The Treasury argues that Congress has precluded review of its actions with respect to the offsetting of federal income tax refunds. Under 26 U.S.C. § 6402(f),
No court of the United States shall have jurisdiction to hear any action, whether legal or equitable, brought to restrain or review a reduction [of a federal income tax refund]. . . . This subsection does not preclude any legal, equitable, or administrative action against the Federal agency . . . to which the amount of such reduction was paid This statute obviates the courts' subject matter jurisdiction over cases in which "plaintiffs seek review of the United States' interception and reduction of the plaintiffs' tax refunds."Satorius v. United States Dept. of Treasury, 671 F. Supp. 592, 594 (E. D. Wis. 1987).
Albert's claim against the Treasury falls squarely within this jurisdictional limit. The only activity of the Treasury challenged by Albert is its processing of his offset. While Albert contends that this leads to an unconstitutional result, the Court disagrees.

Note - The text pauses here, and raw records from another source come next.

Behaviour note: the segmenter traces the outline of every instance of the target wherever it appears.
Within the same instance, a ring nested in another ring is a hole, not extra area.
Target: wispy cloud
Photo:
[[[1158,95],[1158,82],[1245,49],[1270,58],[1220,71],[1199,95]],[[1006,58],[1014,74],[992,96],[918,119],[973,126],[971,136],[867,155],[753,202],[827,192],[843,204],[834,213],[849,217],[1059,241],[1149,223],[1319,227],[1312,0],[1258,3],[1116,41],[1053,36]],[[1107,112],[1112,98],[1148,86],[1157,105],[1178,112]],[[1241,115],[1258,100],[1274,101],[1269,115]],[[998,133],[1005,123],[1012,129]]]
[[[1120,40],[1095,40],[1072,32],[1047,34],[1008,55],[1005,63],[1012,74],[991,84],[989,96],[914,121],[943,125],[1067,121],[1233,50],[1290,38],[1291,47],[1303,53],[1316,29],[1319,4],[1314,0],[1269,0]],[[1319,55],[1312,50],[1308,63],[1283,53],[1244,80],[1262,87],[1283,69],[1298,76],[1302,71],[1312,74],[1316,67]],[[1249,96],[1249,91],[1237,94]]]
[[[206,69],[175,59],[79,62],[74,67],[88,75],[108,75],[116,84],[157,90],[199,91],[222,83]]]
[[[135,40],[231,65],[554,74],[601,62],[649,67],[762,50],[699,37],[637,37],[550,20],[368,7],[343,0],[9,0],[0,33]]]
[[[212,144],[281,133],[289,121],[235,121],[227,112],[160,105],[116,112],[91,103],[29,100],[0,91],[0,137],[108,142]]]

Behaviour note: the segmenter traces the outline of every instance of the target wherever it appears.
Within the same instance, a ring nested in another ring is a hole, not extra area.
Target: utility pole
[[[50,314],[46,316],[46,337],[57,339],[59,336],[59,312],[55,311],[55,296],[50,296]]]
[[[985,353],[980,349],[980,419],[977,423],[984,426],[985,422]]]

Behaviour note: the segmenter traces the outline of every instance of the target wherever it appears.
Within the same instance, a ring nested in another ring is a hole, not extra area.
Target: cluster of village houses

To function efficiently, the tax intercept program must avoid the administrative burden of subjecting the Secretary of Treasury to challenges concerning refunds . . . . The tax intercept program's limits on jurisdiction to suits against the agency to which the debt is owed is not unconstitutional because the program provides access to a judicial challenge to government interception of overpayments. Restricting judicial review while the debt is processed, so long as it affords to those affected reasonable opportunity to be heard and present evidence, does not offend against due process.Richardson v. Baker, 663 F. Supp. 651, 654-55 (S.D.N.Y. 1987).
Albert asserts that dismissal would violate: (1) 26 U.S.C. § 7482; (2) 42 U.S.C. § 1983; and (3) The Seventh Amendment to the United States Constitution. None of these provisions is relevant. Section 7482, which grants exclusive jurisdiction to the United States Courts of Appeals to review Tax Court decisions, does not apply to this action. Likewise, § 1983 and the Seventh Amendment have no bearing here.
Albert remains free to pursue any and all remedies he may have against "the Federal agency . . . to which the amount of such [income tax refund] reduction was paid." 26 U.S.C. § 6402(f). He may not, however, point the guns of this lawsuit against the Treasury.
Conclusion
Based on the foregoing, and all of the files, records and proceedings herein, IT IS ORDERED that Defendant United States Department of the Treasury's Motion to Dismiss (Doc. No. 5) is GRANTED. The Complaint (Doc. No. 1) against Defendant United States Department of the Treasury is DISMISSED WITH PREJUDICE.